L’introduction des produits biologiques a changé la manière de traiter les patients atteints de psoriasis modéré à sévère, avec des conséquences importantes sur la qualité de vie à long terme. Les facteurs de risque du psoriasis sont examinés ci-dessous et les traitements locaux, photothérapeutiques et enfin systémiques sont présentés (tab. 1).
Facteurs de risque
Bien qu’il n’y ait aucun doute sur l’origine polygénique du psoriasis, l’environnement et le mode de vie jouent également un rôle important. Avant de commencer une thérapie, il est important de mettre en lumière tous ces aspects. Parmi les principaux facteurs déclenchants, on trouve les infections virales et bactériennes, qui peuvent à la fois induire une première manifestation du psoriasis et aggraver un psoriasis préexistant. Le psoriasis guttata consécutif à une angine causée par des streptocoques ss-hémolytiques en est un exemple. Dans ce cas, le traitement du psoriasis comprend également un traitement antibiotique.

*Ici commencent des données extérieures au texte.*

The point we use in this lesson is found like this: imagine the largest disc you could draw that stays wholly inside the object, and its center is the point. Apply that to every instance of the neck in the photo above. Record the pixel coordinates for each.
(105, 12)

Il serait erroné de définir le psoriasis simplement comme une maladie de la peau et des articulations. Il s’agit d’une maladie inflammatoire systémique qui affecte l’ensemble de l’organisme. Les événements cardiovasculaires, le diabète sucré et l’obésité sont des comorbidités connues du psoriasis. La perte de poids chez les patients obèses a souvent un effet positif sur le psoriasis. La littérature récente montre également un risque accru de cancer blanc de la peau, de lymphome et de cancer du poumon [2]. En outre, les personnes atteintes de psoriasis souffrent plus souvent de dépression et de consommation de substances nocives (alcool et nicotine). Le climat a également une influence sur les lésions cutanées, avec une amélioration en été grâce à l’exposition accrue à la lumière du soleil et à l’humidité, et une aggravation pendant les saisons froides et sèches. Il ne faut pas oublier les médicaments qui peuvent avoir un impact négatif sur le psoriasis, comme le lithium, les bêtabloquants, les antipaludéens et l’interféron [3].
Considérations générales sur la thérapie
Pour déterminer le traitement optimal, il est nécessaire de prendre en compte les facteurs suivants :
- Type de psoriasis (psoriasis en plaques, arthrite psoriasique, psoriasis pustuleux)
- Caractéristiques du patient (âge, grossesse)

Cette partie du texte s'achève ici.